Wallace Chapel is on the campus of Westminster College, New Wilmington, Pa. It’s the school where I majored in religion, philosophy, and psychology, what was referred to as a “tri-major,” especially designed for pre-ministerial students. I eventually majored in a co-ed named Joan, but that’s a story for another time, maybe not Lent.

This scene was photographed on a Sunday night, College Vespers, and if memory serves, that is the esteemed Pittsburgh Theological Seminary professor Dr. Donald Miller in the pulpit. Above him, the Westminster Concert Choir. (There was a larger 130-voice Vesper Choir that usually sang at these weekly services, but since I was in that choir and since I took this photo, it’s clear “my” choir wasn’t singing that night.)

These vespers services often included well-known preachers, though sometimes the college President Dr. Will Orr or the Chaplain The Rev.

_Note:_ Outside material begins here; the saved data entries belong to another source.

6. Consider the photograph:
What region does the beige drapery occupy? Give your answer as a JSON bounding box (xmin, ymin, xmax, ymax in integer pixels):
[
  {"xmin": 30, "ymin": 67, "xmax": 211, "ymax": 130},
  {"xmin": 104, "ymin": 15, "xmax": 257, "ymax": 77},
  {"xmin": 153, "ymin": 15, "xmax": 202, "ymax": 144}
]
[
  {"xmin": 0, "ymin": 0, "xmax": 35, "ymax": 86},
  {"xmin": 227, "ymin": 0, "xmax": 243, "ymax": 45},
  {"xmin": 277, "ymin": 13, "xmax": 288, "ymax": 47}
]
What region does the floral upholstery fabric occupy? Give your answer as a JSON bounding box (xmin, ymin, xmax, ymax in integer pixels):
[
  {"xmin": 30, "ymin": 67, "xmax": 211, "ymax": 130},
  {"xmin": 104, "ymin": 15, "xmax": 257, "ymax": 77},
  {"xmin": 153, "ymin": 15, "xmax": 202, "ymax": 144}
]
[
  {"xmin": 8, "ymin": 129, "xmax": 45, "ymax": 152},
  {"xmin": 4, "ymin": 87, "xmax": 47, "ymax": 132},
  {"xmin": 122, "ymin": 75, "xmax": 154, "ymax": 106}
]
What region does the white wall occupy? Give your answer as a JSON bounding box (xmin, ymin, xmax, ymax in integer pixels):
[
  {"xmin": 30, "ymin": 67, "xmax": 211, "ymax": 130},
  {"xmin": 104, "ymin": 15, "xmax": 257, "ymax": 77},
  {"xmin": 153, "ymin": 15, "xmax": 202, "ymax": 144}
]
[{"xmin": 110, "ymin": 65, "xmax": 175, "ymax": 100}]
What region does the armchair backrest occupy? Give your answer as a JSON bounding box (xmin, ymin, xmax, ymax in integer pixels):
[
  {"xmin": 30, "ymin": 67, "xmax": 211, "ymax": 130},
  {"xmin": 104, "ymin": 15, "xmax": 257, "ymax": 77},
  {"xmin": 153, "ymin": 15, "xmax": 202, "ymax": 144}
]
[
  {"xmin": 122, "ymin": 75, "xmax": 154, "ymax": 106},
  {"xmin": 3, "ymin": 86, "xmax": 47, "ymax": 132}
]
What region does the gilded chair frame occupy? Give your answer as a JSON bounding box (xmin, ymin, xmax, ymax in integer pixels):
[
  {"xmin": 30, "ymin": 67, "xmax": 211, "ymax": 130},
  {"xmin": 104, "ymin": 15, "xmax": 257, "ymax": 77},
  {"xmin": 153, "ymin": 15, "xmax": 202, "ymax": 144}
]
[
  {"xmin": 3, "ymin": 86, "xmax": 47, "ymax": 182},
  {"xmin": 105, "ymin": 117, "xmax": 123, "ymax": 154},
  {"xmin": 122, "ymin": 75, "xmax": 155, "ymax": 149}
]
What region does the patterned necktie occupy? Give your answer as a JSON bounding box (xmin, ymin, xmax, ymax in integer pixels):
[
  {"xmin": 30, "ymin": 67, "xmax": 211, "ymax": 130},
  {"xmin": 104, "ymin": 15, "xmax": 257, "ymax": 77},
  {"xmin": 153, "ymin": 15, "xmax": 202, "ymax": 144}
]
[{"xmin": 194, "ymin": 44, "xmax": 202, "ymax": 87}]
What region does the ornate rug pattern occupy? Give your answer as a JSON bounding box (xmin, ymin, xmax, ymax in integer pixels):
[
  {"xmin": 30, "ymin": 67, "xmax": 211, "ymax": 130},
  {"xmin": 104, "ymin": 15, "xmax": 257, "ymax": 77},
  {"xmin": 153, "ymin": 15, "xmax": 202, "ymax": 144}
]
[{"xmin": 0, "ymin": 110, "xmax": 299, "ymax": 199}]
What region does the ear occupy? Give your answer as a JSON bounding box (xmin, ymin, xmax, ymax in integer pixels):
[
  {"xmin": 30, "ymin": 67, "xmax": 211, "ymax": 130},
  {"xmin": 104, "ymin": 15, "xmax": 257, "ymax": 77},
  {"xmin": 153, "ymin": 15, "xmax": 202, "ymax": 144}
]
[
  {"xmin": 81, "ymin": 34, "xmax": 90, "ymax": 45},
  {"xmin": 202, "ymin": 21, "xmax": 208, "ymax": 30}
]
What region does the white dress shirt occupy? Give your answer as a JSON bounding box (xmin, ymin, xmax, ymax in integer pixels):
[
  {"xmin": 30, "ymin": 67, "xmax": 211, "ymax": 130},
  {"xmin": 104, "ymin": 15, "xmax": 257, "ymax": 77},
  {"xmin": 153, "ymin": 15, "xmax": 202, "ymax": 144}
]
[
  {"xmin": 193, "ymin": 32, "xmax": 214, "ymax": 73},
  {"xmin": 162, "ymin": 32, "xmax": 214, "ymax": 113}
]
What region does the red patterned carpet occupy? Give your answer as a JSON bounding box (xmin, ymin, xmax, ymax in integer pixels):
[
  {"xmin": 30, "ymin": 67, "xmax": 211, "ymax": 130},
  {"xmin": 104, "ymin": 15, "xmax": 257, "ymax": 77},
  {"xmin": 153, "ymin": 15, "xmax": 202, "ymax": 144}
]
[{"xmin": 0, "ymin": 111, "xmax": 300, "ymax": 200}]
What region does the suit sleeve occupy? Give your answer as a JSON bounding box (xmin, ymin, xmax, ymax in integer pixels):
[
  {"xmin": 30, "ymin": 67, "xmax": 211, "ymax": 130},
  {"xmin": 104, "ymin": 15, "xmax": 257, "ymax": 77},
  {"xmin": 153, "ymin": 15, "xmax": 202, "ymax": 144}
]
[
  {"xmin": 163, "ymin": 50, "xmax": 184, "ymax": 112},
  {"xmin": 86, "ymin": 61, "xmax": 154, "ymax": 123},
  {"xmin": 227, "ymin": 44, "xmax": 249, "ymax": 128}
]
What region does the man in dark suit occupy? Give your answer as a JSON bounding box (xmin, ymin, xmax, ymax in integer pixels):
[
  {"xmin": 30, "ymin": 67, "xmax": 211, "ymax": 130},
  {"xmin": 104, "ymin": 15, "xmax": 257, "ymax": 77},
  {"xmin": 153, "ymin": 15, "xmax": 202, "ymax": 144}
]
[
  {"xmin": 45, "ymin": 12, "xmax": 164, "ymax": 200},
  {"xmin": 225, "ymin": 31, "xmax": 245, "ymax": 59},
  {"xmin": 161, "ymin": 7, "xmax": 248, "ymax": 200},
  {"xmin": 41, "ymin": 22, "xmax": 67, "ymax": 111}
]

Jud McConnell would speak. (About halfway through these services, we’d all hear the clatter of horse hooves on the streets of New Wilmington as our Amish neighbors headed home from their day-long Sunday worship.)  Most memorable to me, though, was the music: pipe organ and voices filled that wing of Old Main with glorious sound that fed my spirit, maybe because I felt a part of it all. Singing bass safely surrounded by another thirty men singing my part, learning solid, ageless sacred repertoire, and actually enjoying the twice weekly hour-long rehearsals– well, that whole experience shaped my life and ministry in profound ways. 

But the focus of this entry is the meaning of the room itself, not just Vespers. The chapel was sacred even when empty. I had grown up in church, and our sanctuary at home was used for corporate worship. Sunday mornings, some Wednesday nights, funerals, weddings. But it never would have occurred to me to just go in one weekday after school and sit in a pew and pray. I don’t recall anyone using the sanctuary for private devotions. But when I got to college, I discovered classmates beginning their mornings in the silence of the chapel, praying. The rest of the day, cutting through the chapel to enter Old Main’s classrooms meant walking quietly and respectfully past pews where one or two people might be meditating. I too adopted that morning routine, not every morning, but often enough that I remember it now. So, there was that: personal prayer in the quiet of a place set apart.

One November afternoon in 1963 the chapel was filled with individuals in personal prayer, with the murmur of weeping, the wiping away of tears, students shocked by the assassination of John F. Kennedy. No one had announced that students should gather there; going into that space was the most natural thing to do in that tragic circumstance. I joined them for a time, praying, and then went to work with my camera to record the saddest of days for the campus newspaper. 

Later in my college years, another weekday afternoon, I sat alone in an upper transept pew, my Vespers choir seat. I had just gotten word that my third strike meant I was out. I wasn’t a bad student. It’s just that I was better at extra-curriculars, like the radio station, campus publications, various college organizations. I had spent more time in the radio studio and the campus dark room than in the library or at my desk. Academic probation times three equals suspension for a semester. Here I was, heeding a call to ministry, knowing that graduate school awaited me after college, and if I couldn’t get through college…how would I tell my church and those who had encouraged me there? How was I going to tell Dad? And my roommate would be stuck with a semester’s rent if I were gone. Maybe not the most important part of the equation, but there it was. So, I had gone into the chapel to see if God had anything to say. I’m not sure I prayed; I think I just listened. And that sanctuary was mine, all mine.

I had flunked out. After a semester away, I returned to Westminster, dropped out of most extra-curriculars, leaned on Joan whom I had met thanks to the college choir connections, and recovered academically. And the chapel sanctuary played a new role in my life. I preached my first sermons there. Jud McConnell invited us “pre-mins” to lead daily chapel services occasionally. When we arrived at school as “freshmen” the student body faced “daily required chapel.” Toward the end of our college careers, that requirement was lifted, and optional services drew much smaller numbers a couple of times a week. When students were invited to lead the service, we had to design the order of worship, invite others to help lead, and then deliver the “meditation” or short sermon. I led the service at least a couple of times. 

I still have a note I received from Jud McConnell following one of my services. (I saved a lot of those notes throughout my ministry, a kind of ego-file.) Jud wrote something to the effect that he was impressed with my leadership, that I had a commanding voice, and that he hoped that with that voice, I would always have something inspiring to say. If I’d had my doubts about ministry the year before, those doubts were erased by Jud’s kind words of encouragement in my senior year. 

Wallace Memorial Chapel, a sanctuary for me in more ways than one.